[jboss-jira] [JBoss JIRA] (JGRP-1644) NAKACK2 violates FIFO property

Mon Jul 1 10:52:21 EDT 2013

    [ https://issues.jboss.org/browse/JGRP-1644?page=com.atlassian.jira.plugin.system.issuetabpanels:comment-tabpanel&focusedCommentId=12786526#comment-12786526 ] 

Vadim Tsesko commented on JGRP-1644:
------------------------------------

I tried, but I can't reproduce the issue outside of the production system with real workload and message loss. Concurrent unit tests being run on a local machine pass successfully.
I can try to describe the system architecture.
We have 2 (logical) producers and about 40 (logical) consumers.

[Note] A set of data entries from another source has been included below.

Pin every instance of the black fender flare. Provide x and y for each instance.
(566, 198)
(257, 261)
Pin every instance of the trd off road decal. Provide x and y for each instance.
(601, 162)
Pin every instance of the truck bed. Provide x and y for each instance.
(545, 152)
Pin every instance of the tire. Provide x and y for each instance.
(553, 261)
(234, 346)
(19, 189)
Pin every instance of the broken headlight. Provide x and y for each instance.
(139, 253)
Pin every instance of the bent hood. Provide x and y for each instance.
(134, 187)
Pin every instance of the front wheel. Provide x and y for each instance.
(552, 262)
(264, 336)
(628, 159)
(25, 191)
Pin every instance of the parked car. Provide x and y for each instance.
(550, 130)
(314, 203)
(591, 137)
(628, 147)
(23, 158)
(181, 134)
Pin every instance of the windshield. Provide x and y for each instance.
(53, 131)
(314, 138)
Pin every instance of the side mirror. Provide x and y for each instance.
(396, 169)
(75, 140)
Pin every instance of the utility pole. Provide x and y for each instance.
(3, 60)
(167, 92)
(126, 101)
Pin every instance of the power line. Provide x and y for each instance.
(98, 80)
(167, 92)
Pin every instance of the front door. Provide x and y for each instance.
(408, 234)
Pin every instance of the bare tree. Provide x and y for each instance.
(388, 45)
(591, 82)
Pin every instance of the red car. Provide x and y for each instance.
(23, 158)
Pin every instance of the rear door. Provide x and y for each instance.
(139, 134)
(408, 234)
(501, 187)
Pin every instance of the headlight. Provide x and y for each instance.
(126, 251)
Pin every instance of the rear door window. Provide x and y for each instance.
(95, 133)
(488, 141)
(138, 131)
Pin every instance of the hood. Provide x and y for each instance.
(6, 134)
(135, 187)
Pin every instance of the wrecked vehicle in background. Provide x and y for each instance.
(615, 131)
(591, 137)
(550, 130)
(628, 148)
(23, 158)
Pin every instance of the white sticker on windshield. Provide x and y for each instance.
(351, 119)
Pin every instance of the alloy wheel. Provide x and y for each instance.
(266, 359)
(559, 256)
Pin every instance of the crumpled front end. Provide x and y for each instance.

Each one is a cluster member.

h3. Producers
Producers using JGroups {{Channel}}'s are constructed the following way (Scala + [Akka|http://akka.io], error handling and stats stripped):
{code:java}
  /**
   * Constructs TCP message publisher routing messages to remote actors
   * connected to `topic`
   *
   * @param ip       interface IP address to bind to
   * @param port     port to bind to
   * @param seed     comma separated list of seed nodes:
   *                 `localhost[2048],localhost[2049]`
   * @param topic    message topic
   * @param selfName self name for distributed logging
   * @return         publisher actor
   */
  def newTCPPublisher(
      ip: String,
      port: Int,
      seed: String,
      topic: String,
      selfName: String): ActorRef = {
    val channel = new JChannel(TCPStack.config(ip, port, seed))

    channel.setName(selfName)

    channel.setReceiver(createWatcher(selfName))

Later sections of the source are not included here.